4. Protein Extraction from VS or GAN Tissue

  1. Preparation of fortified RIPA buffer
    1. Add one tablet of phosphatase inhibitor and one tablet of protease inhibitor to 10 mL of RIPA buffer in a 15 mL tube; this is fortified RIPA buffer.
      NOTE: Store the RIPA buffer at 4 °C and add the tablets just prior to use.
  2. Protein extraction
    1. Transfer 210 µL of fortified RIPA buffer (step 4.1.1) to a new 1.5 mL tube.
    2. After washing the specimen with PBS (step 1.2.3), transfer the small piece of tissue designated for protein extraction (approximately 3 mm3 of VS or a 5 mm length of GAN) to the RIPA buffer-containing tube and place it on ice for at least 10 min. If studying phosphorylated forms of proteins, supplement the RIPA buffer with protease and phosphatase inhibitors14. In the meantime, steps for other components of the tissue processing, such as fixation (section 7), can be carried out.
    3. Pre-cool the centrifuge to 4 °C.
    4. Using a plastic pestle, homogenize the tissue in the RIPA buffer-containing tube. Sonicate the tissue for 10-15 s at 20% amplitude. Ensure that the specimen remains on ice, even during sonication.
    5. Centrifuge for 10 min at 15,000 x g and 4 °C.
    6. Aliquot the supernatant in 50 µL increments into new 0.5 mL tubes (depending upon the intended downstream applications, any increment size can be chosen).
    7. Store the aliquots of protein lysate in a -80 °C freezer until the downstream applications are initiated (e.g., ELISAs or Western blots)20,21.

5. Primary Human VS Culture

  1. Day 1
    1. Separate the VS tissue designated for cell culture (which has been sitting in culture medium, as described in step 1.2.6) into approximately 1 mm3 pieces using a pair of forceps in each hand.
    2. Aspirate the tumor piece-containing medium with a 10 mL serological pipette and transfer all contents to a 15 mL conical tube.
    3. Centrifuge for 3 min at 1,000 x g and 25 °C.
    4. Prepare disintegration medium in a new 60 mm culture dish by combining 4.7 mL of supplemented DMEM/F-12 medium with 250 µL of collagenase (final concentration: 160 U/mL) and 50 µL of hyaluronidase (final concentration: 250 U/mL), for a final volume of 5 mL.
      NOTE: Both enzymes should be stored in a -20 °C freezer but thawed prior to the preparation of this medium (step 1.2.2).
    5. After centrifugation, the tumor pieces will form a pellet at the bottom of the conical tube.
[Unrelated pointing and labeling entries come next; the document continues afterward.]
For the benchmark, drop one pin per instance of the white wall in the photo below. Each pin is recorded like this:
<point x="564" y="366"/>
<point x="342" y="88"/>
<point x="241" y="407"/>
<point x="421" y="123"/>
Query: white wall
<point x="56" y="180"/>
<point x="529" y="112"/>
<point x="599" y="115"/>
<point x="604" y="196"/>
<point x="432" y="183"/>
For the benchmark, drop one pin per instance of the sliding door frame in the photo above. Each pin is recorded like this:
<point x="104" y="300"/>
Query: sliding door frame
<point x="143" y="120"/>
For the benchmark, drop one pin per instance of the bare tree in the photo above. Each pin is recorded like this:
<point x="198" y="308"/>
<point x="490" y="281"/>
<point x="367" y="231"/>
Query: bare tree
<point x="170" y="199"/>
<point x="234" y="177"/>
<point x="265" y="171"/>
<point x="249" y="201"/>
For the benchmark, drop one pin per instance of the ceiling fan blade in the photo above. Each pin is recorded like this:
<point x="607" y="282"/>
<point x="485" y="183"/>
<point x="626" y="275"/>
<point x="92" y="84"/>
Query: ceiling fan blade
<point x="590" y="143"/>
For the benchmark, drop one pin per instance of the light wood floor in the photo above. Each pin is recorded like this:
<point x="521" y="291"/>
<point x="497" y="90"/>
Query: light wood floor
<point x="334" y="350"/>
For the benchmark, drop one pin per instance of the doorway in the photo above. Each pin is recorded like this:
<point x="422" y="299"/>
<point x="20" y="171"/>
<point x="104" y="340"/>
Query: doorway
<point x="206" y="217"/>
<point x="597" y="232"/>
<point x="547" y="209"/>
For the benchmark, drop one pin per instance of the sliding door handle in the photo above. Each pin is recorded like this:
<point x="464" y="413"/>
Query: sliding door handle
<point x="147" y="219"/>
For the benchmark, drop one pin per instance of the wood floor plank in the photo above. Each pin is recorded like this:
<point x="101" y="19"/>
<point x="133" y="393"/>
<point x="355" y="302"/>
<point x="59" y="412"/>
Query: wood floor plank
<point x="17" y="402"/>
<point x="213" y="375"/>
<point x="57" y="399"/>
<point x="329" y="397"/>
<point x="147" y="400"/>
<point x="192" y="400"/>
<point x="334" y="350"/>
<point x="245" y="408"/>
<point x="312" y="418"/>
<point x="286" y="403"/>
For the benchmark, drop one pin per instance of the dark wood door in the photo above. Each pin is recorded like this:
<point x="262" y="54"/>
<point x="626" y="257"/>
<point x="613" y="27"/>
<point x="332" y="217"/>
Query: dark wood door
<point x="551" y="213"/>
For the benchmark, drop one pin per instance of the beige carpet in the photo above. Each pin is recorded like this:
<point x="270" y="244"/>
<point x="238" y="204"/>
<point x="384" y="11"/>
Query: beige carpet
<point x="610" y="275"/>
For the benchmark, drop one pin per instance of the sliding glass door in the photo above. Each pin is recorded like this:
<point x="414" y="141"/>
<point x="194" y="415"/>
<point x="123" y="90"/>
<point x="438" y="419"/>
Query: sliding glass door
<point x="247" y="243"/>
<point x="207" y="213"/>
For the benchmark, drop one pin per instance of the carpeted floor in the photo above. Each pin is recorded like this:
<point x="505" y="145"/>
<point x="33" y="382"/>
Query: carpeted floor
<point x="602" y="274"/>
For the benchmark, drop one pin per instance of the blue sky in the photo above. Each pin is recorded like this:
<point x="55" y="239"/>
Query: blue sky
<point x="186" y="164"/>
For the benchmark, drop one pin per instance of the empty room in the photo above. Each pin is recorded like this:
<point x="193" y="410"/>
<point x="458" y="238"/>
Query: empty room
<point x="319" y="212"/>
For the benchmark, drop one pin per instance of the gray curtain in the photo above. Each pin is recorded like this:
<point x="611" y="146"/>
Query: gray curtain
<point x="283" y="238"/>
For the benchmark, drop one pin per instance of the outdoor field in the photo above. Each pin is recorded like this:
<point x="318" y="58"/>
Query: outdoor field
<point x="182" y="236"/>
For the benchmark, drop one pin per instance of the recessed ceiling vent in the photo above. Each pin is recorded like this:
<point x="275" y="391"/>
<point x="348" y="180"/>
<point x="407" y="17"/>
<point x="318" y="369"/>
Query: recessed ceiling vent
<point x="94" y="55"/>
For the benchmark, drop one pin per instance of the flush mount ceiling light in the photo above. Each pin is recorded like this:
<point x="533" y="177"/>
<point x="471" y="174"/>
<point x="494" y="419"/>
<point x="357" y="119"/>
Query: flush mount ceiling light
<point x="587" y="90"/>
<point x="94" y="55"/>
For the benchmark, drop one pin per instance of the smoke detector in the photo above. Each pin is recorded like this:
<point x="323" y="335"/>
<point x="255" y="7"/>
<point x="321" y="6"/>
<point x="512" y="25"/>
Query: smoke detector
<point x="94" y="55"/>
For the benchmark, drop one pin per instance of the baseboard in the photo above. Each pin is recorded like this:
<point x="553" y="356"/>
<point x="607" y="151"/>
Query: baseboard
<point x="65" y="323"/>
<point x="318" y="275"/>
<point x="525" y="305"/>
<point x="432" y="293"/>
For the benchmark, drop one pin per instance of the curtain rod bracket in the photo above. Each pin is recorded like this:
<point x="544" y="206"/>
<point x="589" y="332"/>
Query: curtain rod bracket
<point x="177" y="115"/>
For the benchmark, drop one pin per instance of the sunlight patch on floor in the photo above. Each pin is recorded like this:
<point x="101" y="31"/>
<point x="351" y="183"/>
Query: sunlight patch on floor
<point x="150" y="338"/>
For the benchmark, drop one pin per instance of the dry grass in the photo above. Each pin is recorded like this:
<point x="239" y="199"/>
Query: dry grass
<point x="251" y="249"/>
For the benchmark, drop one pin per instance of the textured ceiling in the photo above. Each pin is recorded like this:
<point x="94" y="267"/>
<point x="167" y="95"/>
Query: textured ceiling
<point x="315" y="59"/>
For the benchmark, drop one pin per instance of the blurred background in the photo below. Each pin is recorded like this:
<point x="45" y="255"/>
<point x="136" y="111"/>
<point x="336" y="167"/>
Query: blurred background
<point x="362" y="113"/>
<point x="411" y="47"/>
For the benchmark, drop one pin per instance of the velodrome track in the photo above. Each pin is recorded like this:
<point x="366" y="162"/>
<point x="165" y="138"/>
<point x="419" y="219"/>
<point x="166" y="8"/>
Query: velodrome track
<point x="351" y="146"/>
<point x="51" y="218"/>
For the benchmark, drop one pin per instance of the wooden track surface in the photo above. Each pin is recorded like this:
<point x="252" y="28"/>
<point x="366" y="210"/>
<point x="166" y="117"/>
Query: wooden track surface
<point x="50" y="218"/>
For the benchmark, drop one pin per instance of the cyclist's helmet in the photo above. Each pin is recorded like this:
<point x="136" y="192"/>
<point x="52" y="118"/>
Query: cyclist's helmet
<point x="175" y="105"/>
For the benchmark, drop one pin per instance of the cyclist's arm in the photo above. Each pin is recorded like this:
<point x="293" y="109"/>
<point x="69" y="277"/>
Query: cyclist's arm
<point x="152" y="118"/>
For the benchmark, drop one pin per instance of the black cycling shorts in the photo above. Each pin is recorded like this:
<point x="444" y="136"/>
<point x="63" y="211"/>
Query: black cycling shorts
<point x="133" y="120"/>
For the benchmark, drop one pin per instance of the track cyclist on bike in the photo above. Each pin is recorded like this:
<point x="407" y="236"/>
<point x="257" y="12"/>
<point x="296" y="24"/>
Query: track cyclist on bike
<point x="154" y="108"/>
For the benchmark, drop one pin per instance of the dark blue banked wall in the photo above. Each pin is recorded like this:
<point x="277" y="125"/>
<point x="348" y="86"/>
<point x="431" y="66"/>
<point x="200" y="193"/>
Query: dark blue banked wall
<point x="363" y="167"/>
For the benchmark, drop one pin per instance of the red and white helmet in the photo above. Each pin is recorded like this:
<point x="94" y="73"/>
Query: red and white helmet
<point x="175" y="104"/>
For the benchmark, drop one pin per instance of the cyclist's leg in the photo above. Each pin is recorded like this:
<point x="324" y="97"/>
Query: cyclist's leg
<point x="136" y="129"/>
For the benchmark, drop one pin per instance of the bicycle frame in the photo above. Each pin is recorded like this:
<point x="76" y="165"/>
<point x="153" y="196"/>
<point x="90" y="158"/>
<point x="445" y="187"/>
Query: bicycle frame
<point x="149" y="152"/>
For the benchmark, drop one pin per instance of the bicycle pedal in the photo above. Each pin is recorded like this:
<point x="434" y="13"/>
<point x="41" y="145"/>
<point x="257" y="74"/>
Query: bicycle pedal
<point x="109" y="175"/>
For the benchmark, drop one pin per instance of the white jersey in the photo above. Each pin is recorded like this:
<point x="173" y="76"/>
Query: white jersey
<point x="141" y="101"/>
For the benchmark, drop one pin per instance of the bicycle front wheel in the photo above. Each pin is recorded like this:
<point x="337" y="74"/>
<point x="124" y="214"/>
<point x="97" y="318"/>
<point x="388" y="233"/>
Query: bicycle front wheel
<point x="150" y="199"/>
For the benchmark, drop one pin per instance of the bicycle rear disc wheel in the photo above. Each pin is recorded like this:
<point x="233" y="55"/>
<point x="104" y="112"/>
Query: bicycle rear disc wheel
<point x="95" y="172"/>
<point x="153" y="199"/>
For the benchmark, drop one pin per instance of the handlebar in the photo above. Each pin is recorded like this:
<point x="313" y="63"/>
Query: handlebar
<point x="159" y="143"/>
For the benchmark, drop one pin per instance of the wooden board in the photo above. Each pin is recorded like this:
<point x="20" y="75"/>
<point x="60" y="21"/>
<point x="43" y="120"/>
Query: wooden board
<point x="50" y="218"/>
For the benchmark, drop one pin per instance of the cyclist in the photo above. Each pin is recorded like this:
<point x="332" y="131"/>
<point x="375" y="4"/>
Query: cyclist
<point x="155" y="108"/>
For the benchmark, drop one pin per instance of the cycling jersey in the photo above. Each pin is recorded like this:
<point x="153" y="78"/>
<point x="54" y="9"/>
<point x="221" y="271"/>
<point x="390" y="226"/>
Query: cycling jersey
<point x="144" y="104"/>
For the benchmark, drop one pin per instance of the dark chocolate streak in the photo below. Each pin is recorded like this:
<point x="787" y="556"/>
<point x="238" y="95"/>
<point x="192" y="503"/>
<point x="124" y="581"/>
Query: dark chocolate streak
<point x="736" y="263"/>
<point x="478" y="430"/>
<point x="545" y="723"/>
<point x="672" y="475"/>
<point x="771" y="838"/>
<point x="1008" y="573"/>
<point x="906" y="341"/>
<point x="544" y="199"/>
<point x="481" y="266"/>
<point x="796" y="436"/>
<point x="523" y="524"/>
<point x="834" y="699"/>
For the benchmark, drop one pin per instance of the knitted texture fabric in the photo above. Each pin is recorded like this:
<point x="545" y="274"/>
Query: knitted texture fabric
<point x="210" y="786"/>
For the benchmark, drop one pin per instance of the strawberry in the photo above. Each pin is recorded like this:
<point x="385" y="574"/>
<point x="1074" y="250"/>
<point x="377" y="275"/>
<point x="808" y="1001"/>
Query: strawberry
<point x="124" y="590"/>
Carefully pipette off and discard the supernatant.
    6. Add 2 mL of the freshly made enzyme-containing disintegration medium (step 5.1.4) to the tumor pellet. Pipette up and down several times to mobilize the tissue and transfer the tumor-piece containing medium to the 60 mm culture dish.
    7. Place the culture dish into the incubator (37 °C, 5% CO2) for 18 h.
  2. Day 2
    1. Warm DMEM/F-12 medium supplemented with 10% FBS and 1% penicillin/streptomycin (prepared in step 1.1) in a 37 °C water bath.
    2. Remove the petri dish containing the VS culture from the incubator (step 5.1.7). Using a 22 G needle attached to a 6 mL syringe, aspirate the culture-containing medium and transfer it to a new 15 mL conical tube.
    3. Centrifuge for 5 min at 1,000 x g and 37 °C.
    4. In the meantime, use sterile forceps to place the required number of poly-D-lysine- and laminin-coated glass coverslips into a 24-well culture plate.
      NOTE: The number of wells to be cultured depends on the size of the specimen; approximately 24-32 wells can be cultured from a 1 cm3 tumor, so for most smaller tumors, planning for 8-16 wells of cultured cells is appropriate.
    5. After centrifugation, discard the supernatant (i.e., enzyme-enriched medium) and resuspend the residual cell pellet in fresh, supplemented DMEM/F-12 medium, pre-warmed in step 5.2.1.
      NOTE: The volume in which to resuspend the pellet is determined by the number of wells planned in step 5.2.4, estimating 1 mL of medium per planned well.
    6. Aspirate 2 mL of the resuspended cell medium (step 5.2.5) using a 5 mL serological pipette. Deposit 1 mL of the tumor cell-containing medium into each prepared well of the 24-well plate.
    7. Continue aspirating and depositing tumor cell-containing medium (aspirating in increments of 2 mL, from which 1 mL is deposited into each planned well) until the tumor cell suspension is equally divided between all prepared wells.
    8. Place the 24-well plate into the 37 °C incubator overnight.
  3. Day 3
    1. If significant debris is noted on the bottom of the wells, carefully change the medium in each well to new supplemented DMEM/F-12 culture medium, taking care not to dislodge adherent cells. If not, return the plate to the incubator and change the medium for the first time on Day 5.
  4. Days 5-7 and afterwards
    1. Change the medium every 3 days.
      NOTE: Primary human VS and GAN cells are generally maintained in culture until their use in downstream applications, at or around 14 days of age. Culture purity decreases after this19.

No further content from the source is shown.